The quadratic $y=kx^2+(3k-1)x-1$ and the straight line $y=(k+1)x-11$ meet. Find the range of value(s) of $k$ such that the line is a tangent to the curve.
Got this question for school. Seems really simple and it's a non-calculator question but I'm not sure how to go about it.
Given curve $y=kx^2+(3k-1)x- 1$ and curve $y=(k+1)x-11$ are intersect each
other exactly at one ponit (Means only one value of $x$ and Corrosponding value of $y$)
which is also called Condition of tangency.

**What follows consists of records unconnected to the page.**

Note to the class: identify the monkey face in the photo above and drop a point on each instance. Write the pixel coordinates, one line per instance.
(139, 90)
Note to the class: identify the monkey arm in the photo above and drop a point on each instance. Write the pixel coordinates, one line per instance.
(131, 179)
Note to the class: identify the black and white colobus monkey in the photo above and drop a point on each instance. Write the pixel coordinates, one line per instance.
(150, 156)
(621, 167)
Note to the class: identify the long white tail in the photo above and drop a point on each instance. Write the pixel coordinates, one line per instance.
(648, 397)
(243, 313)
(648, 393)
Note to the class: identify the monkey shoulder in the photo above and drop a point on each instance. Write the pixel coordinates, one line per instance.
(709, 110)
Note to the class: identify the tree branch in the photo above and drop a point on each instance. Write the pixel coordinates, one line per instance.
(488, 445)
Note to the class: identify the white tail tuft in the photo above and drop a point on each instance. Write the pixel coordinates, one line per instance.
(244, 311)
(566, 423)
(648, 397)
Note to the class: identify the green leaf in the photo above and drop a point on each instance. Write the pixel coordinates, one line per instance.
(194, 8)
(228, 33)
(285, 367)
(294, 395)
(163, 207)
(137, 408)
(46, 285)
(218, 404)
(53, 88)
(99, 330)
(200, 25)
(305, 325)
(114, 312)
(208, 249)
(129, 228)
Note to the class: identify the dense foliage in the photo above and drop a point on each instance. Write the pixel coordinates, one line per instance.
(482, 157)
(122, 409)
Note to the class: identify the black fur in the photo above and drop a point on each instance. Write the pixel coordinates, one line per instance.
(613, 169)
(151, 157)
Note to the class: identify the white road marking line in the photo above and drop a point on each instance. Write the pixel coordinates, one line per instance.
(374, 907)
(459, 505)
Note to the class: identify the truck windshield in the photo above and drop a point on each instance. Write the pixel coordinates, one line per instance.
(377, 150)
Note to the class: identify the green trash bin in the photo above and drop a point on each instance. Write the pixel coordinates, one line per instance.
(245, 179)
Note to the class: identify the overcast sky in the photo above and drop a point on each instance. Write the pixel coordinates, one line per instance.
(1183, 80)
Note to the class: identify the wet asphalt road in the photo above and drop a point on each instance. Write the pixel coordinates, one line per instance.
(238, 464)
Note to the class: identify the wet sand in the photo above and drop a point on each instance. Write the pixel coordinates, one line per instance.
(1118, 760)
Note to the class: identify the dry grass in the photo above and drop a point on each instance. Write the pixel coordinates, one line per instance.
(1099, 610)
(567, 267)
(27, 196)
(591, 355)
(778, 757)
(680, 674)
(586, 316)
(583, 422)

So Equating $y\;,$ We get $$kx^2+(3k-1)x-1 = (k+1)x-11$$
So $$\displaystyle kx^2+2(k-1)x+10=0\Rightarrow x=\frac{-2(k-1)x\pm\sqrt{4(k-1)^2-4\cdot k\cdot 10}}{2k}$$
Now for only one value of $x\;,$ We have $$\displaystyle 4(k-1)^2-4\cdot k\cdot 10=0$$
So $$\displaystyle(k-1)^2-10k=0\Rightarrow k^2-12k+1=0\Rightarrow k = \frac{12\pm\sqrt{140}}{2} = 6\pm \sqrt{35}$$